As summer winds down and football season is on everyone’s mind, it’s never too late to pick up a book and find some time to read.
There’s no lack of tomes when it comes to football and betting. Whether you’re casual bettor, a professional gambler or even if you have never placed a bet, the sports gaming industry is a facinating one.
Writing a book is never easy. It’s a long, drawn-out process and financially, most authors don’t get rich. But they do it out of love and passion for their subject. Here are four books that you might want to consider obtaining and broadening your horizons when it comes to football and sports betting. All are available online through Amazon.
“Then One Day … 40 years of bookmaking in Nevada,” Chris Andrews (Huntington Press) $14.42.
Andrews, the sports book director at the South Point, tells some great tales about his side of the counter and explains the philosophies behind the oddsmakers’ job. He gives the reader a keen insight into his world and gives you a better appreciation of the challenges that come with being a legal bookie in 2019.
“My world specifically is a very exclusive club,” Andrews said. “How many sportsbook operators were there in the state of Nevada when I started writing this two years ago? Only a few of us lived through it and you don’t realize all the things we went through to get to where we are.”
The book is currently in its second printing and Andrews said pulling back the curtain on his industry was worth the effort.
“I’m glad I was able to connect with a lot of people and tell my story,” he said.
“The Logic of Sports Betting,” Ed Miller and Matthew Davidow, $17.99.
Miller, a Poker pro and sports bettor, had pivoted to fantasy sports four years ago. And while this book may or may not help with your fantasy draft, it will give you some insights as to the proliferation of sports betting across the country.
“We wanted to lift the education of people about the industry,” Miller said. “I see a lot of misconceptions and faulty logic about sports betting. I wanted to point people in the right direction.”
With the rise of analytics in the sports betting world, Miller and Davidow, who have started their own company, Deck Prism Sports, devoted to real-time odds, explains what the oddsmakers look for in setting the lines and what goes into those decisions.
“There are so many people who are new to sports betting and as it grows all over the country, we wanted to explain what really goes on in the books,” Miller said.
“Sports Betting for Winners: Tips and tales from the new world of sports betting,” Rob Miech (Kensington Publishing), $16.95.
Miech, a former sports writer for the Las Vegas Sun, had spent the last year following gamblers around Las Vegas, talking to oddsmakers, watching the daily yin and yang of the business.

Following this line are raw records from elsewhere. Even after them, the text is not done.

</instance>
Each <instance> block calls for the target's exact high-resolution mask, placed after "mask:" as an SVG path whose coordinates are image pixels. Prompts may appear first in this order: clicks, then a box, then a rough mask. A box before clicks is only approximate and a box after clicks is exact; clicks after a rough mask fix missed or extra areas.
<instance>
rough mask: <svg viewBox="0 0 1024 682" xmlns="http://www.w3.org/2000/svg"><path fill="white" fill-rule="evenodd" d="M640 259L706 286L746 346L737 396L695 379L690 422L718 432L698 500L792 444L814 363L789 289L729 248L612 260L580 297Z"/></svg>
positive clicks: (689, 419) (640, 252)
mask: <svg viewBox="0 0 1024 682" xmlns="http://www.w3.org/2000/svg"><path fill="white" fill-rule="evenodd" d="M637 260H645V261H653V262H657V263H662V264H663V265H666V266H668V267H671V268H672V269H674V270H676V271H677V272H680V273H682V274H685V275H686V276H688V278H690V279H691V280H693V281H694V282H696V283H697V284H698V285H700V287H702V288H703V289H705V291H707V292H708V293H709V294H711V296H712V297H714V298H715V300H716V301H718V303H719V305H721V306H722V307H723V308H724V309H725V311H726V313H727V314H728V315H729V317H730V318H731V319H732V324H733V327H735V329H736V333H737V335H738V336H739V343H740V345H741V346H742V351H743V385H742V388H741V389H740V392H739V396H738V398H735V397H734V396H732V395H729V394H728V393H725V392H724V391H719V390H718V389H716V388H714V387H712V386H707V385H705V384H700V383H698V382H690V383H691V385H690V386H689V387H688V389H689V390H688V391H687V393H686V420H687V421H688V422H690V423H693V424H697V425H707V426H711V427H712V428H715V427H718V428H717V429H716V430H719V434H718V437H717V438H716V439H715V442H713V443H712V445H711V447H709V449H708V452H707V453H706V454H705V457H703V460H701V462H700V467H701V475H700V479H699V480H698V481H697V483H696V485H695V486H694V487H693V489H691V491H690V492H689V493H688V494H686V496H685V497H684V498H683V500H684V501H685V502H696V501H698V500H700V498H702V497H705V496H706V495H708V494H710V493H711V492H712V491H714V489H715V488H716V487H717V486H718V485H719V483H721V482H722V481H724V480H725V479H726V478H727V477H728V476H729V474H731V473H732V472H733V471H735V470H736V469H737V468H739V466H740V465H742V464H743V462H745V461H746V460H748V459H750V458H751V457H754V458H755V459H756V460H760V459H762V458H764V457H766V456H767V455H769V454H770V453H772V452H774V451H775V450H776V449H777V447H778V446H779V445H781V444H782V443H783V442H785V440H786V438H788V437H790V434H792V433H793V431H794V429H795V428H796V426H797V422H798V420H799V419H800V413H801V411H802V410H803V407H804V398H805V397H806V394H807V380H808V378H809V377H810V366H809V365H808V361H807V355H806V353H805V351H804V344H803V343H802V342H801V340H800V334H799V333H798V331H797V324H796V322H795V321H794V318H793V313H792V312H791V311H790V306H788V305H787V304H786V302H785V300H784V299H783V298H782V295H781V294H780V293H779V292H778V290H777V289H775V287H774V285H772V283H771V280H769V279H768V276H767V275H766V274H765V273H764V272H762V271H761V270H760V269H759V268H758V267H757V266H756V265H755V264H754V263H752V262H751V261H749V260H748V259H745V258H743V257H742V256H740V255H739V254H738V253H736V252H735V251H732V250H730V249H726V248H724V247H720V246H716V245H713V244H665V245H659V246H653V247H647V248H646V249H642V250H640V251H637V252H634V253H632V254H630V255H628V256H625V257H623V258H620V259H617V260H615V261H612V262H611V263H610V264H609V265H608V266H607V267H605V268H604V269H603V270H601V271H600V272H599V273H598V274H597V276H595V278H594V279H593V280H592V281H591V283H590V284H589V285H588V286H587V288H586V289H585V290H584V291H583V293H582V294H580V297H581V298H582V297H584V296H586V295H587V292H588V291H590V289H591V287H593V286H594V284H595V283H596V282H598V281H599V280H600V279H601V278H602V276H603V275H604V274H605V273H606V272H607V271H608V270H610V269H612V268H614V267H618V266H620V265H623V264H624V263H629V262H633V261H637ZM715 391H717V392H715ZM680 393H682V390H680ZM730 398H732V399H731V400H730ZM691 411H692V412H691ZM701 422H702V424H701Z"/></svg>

It all comes together beautifully in this, his fourth published book.
“I saw this as a great opportunity to write about what happens on both sides of the counter,” Miech said. “I tried to dig into the machinations of the business and express it in very human terms.”
Miech tapped into the expertise of industry bigwigs, including Roxy Roxborough, Dave Cokin, Matt Youmans, Paul Stone and Kelly Stewart who told great stories and explained the process of going head-to-head with the Vegas bookies.
“In researching this book, I found that there was a lot of vague and outdated information,” he said. “I was hoping to hear stuff I didn’t know, and I did.”
The book is due out in October and Miech will have a book signing from noon-3 p.m. on Nov. 2 at the Barnes & Noble bookstore in Henderson.
“Al Davis: Behind the Raiders Shield,” Bruce Kebric, Jon Kingdon and Steve Corkran (Rather Be Feared Publishing), $27.95.
With the Raiders headed to Las Vegas a year from now, what better way to educate the next generation of fans of the Silver and Black than with an unfiltered look at the Godfather?
But the beauty of this book is you don’t have to be a Raiders fan to understand and appreciate Al Davis. He had a fascinating football life and Kebric and Kingdon were there for a good portion of it while working for the Raiders. Their first-hand insights are entertaining and interesting and Corkran, who covered the Raiders while working in the Bay Area, does a masterful job of weaving all the stories together.
If you are a Raiders fan, this is a must-read. And if you hate the Raiders, it’s worth reading just to understand the psyche of why you do hate them.